Fears for China's shuanggui detainees after Wenzhou official dies
Many detainees under notoriously harsh form of extralegal detention in China claim to have been subjected to torture
Jonathan Kaiman in Beijing
guardian.co.uk, Friday 12 April 2013 08.18 BST
China's shuanggui detainees, bereft of legal protection, are vulnerable to human rights abuses, say critics. Photograph: Vincent O'Byrne/Alamy
Mrs Wu's nightmare began last month as she waited to pick up her husband at the airport. Yu Qiyi was flying back to his home city of Wenzhou from Beijing, where he had completed a temporary political post. Yet soon after he landed, Yu called to say a friend would collect him instead. "Another voice on the phone said I should go home," Wu told Chinese state media, which did not reveal her full name.
Wu did not see her husband until 9 April, 38 days later, when a doctor at a local hospital pronounced him dead. According to China's official Xinhua news agency, 41-year-old Yu, chief engineer of the state-owned Wenzhou Industry Investment Group, spent the interim in shuanggui, a notoriously harsh form of extralegal detention for Communist party officials who are suspected of corruption.
Local government authorities ruled Yu's death was accidental.

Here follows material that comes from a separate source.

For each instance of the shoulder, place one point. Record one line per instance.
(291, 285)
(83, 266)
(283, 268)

Yet grisly pictures on Xinhua's website show a shirtless man covered in purple splotches lying on a hospital bed, his left arm awkwardly splayed across his chest. The article did not explain why he had been detained.
Critics say shuanggui detainees, bereft of legal protection, are particularly vulnerable to human rights abuses. According to Flora Sapio, a law professor at the University of Hong Kong who has written a book on the subject, Xinhua's sympathetic coverage could represent a high-level decision to begin addressing the rights of detainees while leaving the system fundamentally unchanged.
"What they're trying to do is get people in the system to treat criminal suspects in a different way," she said. "At the same time you, as the party state, want to be the only voice with the power to talk on matters of justice."
The vast majority of shuanggui detainees stand no chance of rescuing their careers and many kill themselves in detention. Most cases are eventually transferred to the judiciary, where they usually end in death sentences or long imprisonments. Bo Xilai, the disgraced Chongqing party chief, spent 10 months under such detention before his case was sent to the courts in January. He has yet to be formally tried.
"There have been reports of psychological manipulation and physical torture during [shuanggui] detention and interrogation, such as sleep deprivation, simulated drowning, burning the detainee's skin with cigarettes, and beating," said a report in the Hong-Kong-based Dui Hua Human Rights Journal.
According to the Beijing Times, 20 Swat police officers were dispatched to transport Yu's remains to a crematorium, despite the resistance of family members – medical records, they insisted, showed that the engineer had drowned.
"The doctor who tried to revive him said he was already on the brink of death when he was brought over," said Wu. "Why would they wait until he was on the brink of death to bring him to the hospital?"
On 9 April, the deputy party secretary of the Wenzhou municipal party committee, Xu Yongmin, told reporters an "investigation committee is in the middle of an investigation, and has not yet reached a conclusion".
In recent years, officials have supplemented their reports of "accidental" prison deaths with a series of unlikely explanations. One man in 2009 ostensibly suffocated on his quilt while sleeping. Others have reportedly died from playing hide and seek, drinking boiled water, and having a nightmare.